Porträt über Joe Biden Vize for President?

WASHINGTON · Er könnte nach fast 40 Jahren im Senat und nunmehr sechseinhalb Jahren als Vizepräsident an der Seite von Barack Obama im Januar 2017 erfüllt in Rente gehen. Er wäre dann 74. Aber Joseph ("Joe") Robinette Biden erwägt nach übereinstimmenden Medienberichten in den USA eine Fortsetzung seiner Laufbahn - und zwar ganz oben.

 Barack Obamas Stellvertreter Joe Biden liebäugelt mit einer Kandidatur 2016.

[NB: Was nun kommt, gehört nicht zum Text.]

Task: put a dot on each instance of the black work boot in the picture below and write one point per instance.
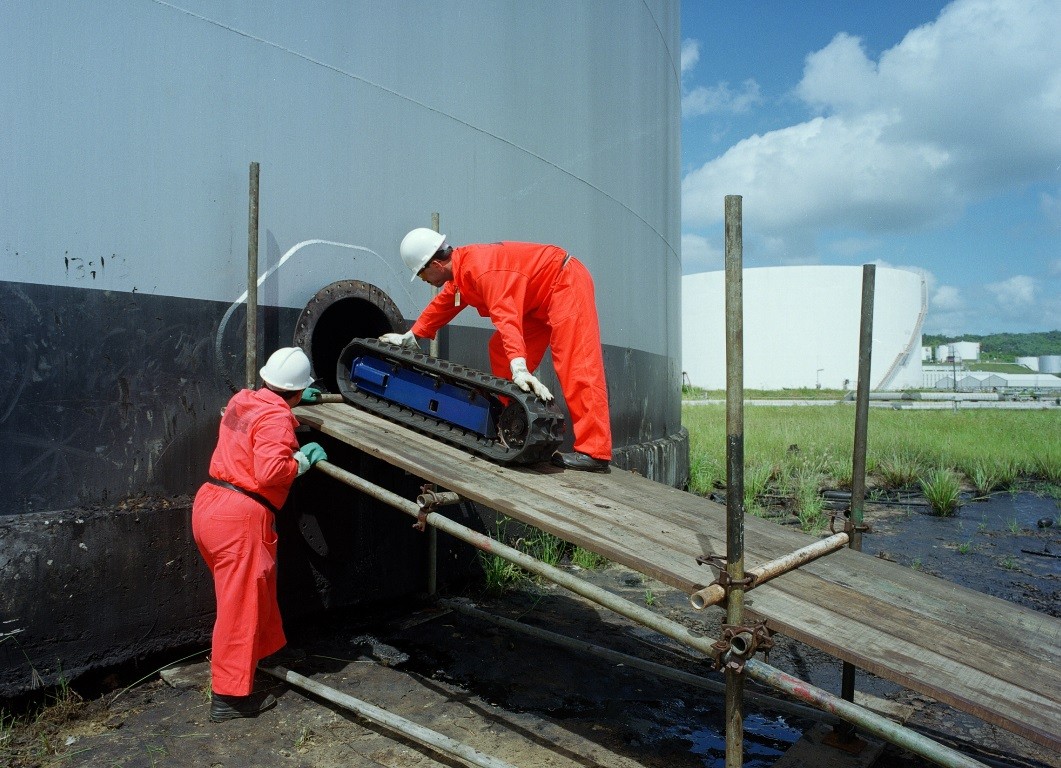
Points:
(285, 657)
(228, 708)
(584, 461)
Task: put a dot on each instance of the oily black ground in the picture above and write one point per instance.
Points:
(531, 702)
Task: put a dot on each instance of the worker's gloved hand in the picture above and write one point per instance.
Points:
(525, 381)
(309, 455)
(406, 341)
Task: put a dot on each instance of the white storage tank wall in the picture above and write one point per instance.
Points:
(801, 328)
(1049, 364)
(967, 350)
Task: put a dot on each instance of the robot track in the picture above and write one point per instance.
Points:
(475, 412)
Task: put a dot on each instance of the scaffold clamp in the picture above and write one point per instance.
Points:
(740, 643)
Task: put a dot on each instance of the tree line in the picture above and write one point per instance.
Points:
(1004, 346)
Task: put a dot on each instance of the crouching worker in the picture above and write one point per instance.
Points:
(251, 470)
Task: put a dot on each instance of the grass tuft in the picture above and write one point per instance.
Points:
(943, 491)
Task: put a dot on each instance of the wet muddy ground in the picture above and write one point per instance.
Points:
(533, 703)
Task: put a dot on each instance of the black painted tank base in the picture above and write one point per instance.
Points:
(109, 414)
(109, 405)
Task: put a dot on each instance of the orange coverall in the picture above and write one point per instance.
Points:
(538, 297)
(236, 536)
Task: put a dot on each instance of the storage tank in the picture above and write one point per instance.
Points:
(1049, 364)
(129, 132)
(969, 351)
(801, 328)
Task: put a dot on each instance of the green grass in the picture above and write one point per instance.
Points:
(586, 559)
(943, 491)
(693, 393)
(996, 449)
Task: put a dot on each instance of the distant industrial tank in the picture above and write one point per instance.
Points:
(801, 328)
(129, 129)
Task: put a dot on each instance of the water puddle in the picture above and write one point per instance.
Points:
(1008, 545)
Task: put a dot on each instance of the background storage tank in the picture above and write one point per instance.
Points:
(129, 128)
(801, 328)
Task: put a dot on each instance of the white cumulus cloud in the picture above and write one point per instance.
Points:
(716, 99)
(958, 110)
(1014, 293)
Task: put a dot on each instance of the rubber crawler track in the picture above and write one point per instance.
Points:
(544, 421)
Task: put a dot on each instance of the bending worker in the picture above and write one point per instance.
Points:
(538, 297)
(251, 470)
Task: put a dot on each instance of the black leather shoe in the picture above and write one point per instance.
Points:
(580, 460)
(285, 657)
(228, 708)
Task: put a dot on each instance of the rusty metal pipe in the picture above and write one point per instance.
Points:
(772, 703)
(764, 673)
(713, 594)
(387, 719)
(436, 499)
(251, 341)
(869, 721)
(602, 597)
(734, 467)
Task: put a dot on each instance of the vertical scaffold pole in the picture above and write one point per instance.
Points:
(858, 455)
(734, 469)
(250, 377)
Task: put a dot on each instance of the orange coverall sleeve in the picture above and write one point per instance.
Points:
(504, 298)
(439, 311)
(274, 465)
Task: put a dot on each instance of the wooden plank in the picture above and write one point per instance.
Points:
(979, 653)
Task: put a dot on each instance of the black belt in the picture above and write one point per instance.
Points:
(250, 494)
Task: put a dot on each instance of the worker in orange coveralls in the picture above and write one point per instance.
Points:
(538, 297)
(251, 470)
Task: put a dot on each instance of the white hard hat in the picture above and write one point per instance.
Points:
(418, 246)
(288, 368)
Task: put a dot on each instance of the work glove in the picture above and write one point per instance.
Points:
(525, 381)
(405, 341)
(309, 455)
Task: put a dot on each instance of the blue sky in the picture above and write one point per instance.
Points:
(910, 134)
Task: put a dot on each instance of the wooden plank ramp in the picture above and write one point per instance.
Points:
(978, 653)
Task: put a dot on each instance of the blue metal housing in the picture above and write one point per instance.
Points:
(425, 394)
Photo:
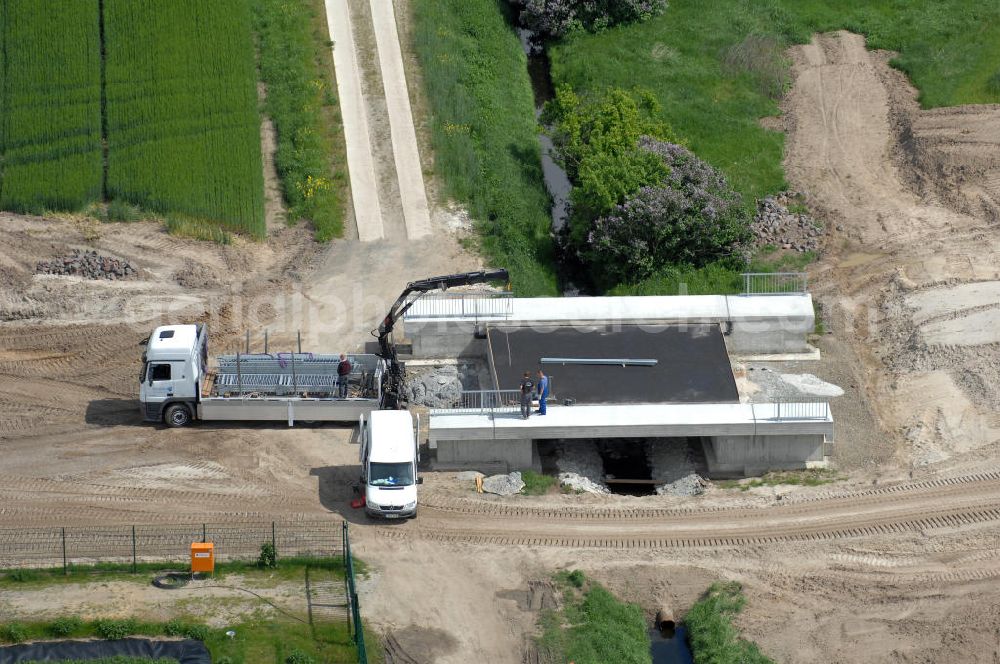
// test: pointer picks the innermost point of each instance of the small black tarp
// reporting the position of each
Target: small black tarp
(188, 651)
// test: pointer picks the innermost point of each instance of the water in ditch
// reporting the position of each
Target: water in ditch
(670, 649)
(571, 274)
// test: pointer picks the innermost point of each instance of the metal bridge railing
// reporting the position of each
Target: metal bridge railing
(775, 283)
(480, 402)
(472, 305)
(784, 411)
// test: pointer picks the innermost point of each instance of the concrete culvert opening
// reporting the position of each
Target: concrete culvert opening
(626, 466)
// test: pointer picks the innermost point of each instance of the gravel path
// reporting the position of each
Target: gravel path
(361, 166)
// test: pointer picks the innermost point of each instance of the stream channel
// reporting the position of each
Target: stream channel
(664, 649)
(572, 276)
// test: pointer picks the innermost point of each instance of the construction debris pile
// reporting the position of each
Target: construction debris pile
(504, 485)
(673, 468)
(780, 223)
(438, 388)
(90, 265)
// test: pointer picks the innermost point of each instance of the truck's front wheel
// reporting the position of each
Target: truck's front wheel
(177, 415)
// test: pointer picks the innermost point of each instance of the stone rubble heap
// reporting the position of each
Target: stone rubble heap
(776, 225)
(89, 264)
(581, 467)
(673, 468)
(504, 485)
(439, 388)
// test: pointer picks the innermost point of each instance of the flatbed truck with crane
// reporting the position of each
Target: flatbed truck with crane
(177, 385)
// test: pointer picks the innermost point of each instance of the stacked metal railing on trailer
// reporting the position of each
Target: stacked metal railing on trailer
(307, 375)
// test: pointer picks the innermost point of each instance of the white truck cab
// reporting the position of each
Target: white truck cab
(173, 368)
(389, 458)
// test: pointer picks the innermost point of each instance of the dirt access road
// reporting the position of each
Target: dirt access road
(911, 271)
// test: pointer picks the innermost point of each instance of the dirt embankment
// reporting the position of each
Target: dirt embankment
(912, 269)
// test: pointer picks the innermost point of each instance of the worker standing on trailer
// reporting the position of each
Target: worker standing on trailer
(343, 375)
(527, 390)
(543, 391)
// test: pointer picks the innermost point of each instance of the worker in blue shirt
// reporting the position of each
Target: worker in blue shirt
(543, 391)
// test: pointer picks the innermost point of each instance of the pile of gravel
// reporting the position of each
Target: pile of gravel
(689, 485)
(580, 466)
(439, 388)
(672, 467)
(504, 485)
(775, 224)
(581, 483)
(89, 264)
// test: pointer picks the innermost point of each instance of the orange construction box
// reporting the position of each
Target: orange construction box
(203, 557)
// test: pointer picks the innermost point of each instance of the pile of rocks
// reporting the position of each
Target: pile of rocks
(89, 264)
(672, 467)
(439, 388)
(580, 466)
(504, 485)
(776, 225)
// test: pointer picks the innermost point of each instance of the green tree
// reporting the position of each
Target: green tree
(596, 140)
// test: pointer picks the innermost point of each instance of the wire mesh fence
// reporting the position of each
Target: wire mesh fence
(165, 543)
(357, 630)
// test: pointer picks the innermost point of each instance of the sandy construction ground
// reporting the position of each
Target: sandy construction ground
(898, 563)
(911, 273)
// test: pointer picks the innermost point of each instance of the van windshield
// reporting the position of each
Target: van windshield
(390, 474)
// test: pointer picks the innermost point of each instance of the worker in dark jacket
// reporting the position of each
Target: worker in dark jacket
(343, 375)
(543, 391)
(527, 391)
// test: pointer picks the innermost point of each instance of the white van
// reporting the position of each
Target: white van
(389, 458)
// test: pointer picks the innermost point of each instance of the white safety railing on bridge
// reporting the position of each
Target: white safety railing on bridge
(775, 283)
(784, 411)
(467, 305)
(483, 402)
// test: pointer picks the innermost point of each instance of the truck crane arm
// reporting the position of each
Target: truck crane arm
(387, 350)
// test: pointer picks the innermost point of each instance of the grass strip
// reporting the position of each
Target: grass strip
(117, 659)
(296, 65)
(50, 98)
(593, 626)
(713, 637)
(286, 569)
(484, 133)
(255, 640)
(536, 484)
(183, 126)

Barack Obamas Stellvertreter Joe Biden liebäugelt mit einer Kandidatur 2016.

Foto: dpa

Die Nr. 2 im Weißen Haus, demokratisches Urgestein, testet die Chancen auf eine eigene Präsidentschaftskandidatur. Hillary Clinton, seit Monaten im Lager der Demokraten als beinahe uneinholbare Aspirantin auf das Bewerbungsticket gehandelt, bekäme damit prominente und etablierte Konkurrenz.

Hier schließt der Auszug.